A Knesset panel voted Wednesday to shoot down a government plan to allow outdoor studies for grades 5-12 while schools are shut, saying the current terms of the plan were too stringent and prompting Prime Minister Benjamin Netanyahu to say he is mulling improvements to it.
The Health Ministry has okayed outdoor studies for groups of up to 15 people with a distance of 100 meters (328 feet) between groups.
But the Education, Culture and Sports Committee unanimously rejected that, with most of its members calling for allowing groups of 20 and a distance of 50 meters (164 feet) between groups. Likud MK Uzi Dayan was the only committee member to support leaving the distance at 100 meters.
“The regulations suggested by the government are illogical,” said Committee chairman Ram Shefa of the Blue and White party. “No professional has managed to explain why the groups are being limited to 15 each. The Education Ministry also couldn’t explain it during this morning’s meeting.
“Rewriting the regulations would enable more hours of study for students and save the school year,” he argued.
Following the decision, Netanyahu said changes were being considered.
“Tomorrow we will discuss the exit strategy at the coronavirus cabinet, and I am discussing improvements to the education plan with the Education Ministry and local authorities, checking various options,” the premier said.
Ministers in the so-called coronavirus cabinet on Monday night approved the reopening of schools for children in first to fourth grade early next week, as well as the lifting of a series of other restrictions aimed at containing the pandemic.
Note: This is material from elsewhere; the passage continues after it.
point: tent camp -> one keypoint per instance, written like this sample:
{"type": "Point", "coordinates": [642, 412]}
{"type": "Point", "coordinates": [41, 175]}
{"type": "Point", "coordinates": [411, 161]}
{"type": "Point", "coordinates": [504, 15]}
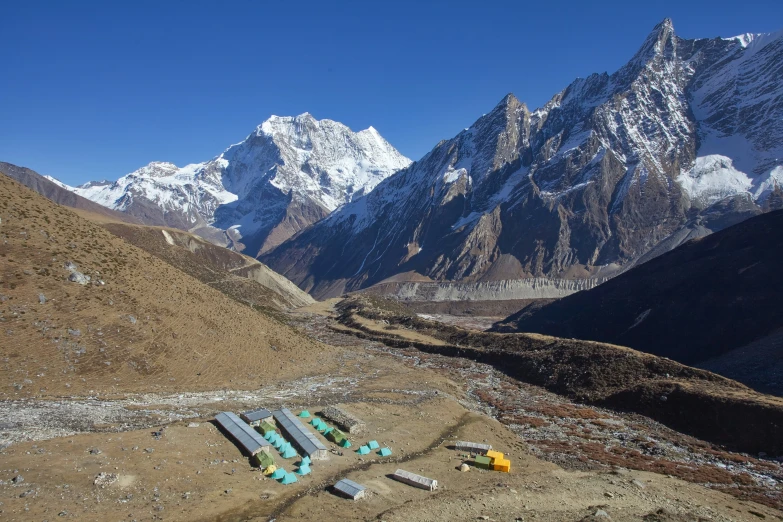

Under the plan given the final okay by ministers, children in third and fourth grade will be divided into pods and resume studies five days a week, while those in first and second grade will be split into two groups that will alternate days and go to school only three times a week. Children in fifth grade and above will continue remote learning.
Schools have been closed since September 18, when the nationwide lockdown came into force to drive down infection rates, though preschools and daycares were permitted to reopen last week. The reopening of the school system on September 1 has been partially blamed for a huge spike in virus cases several weeks later that led to the lockdown.
Though schools nationwide have been officially shut due to virus restrictions, hundreds of ultra-Orthodox elementary and high school yeshivas — including in high-infection areas — opened last Sunday in defiance of the law at the order of a senior rabbi, with many ultra-Orthodox officials justifying the move and police only sporadically enforcing the restrictions.
Following the initial coronavirus lockdown in the spring, health officials abandoned their staged plan amid pressure from ministers and opened nearly all schools and businesses at once in early May. That move has been blamed for playing a part in runaway infection rates over the summer that led to the second national lockdown.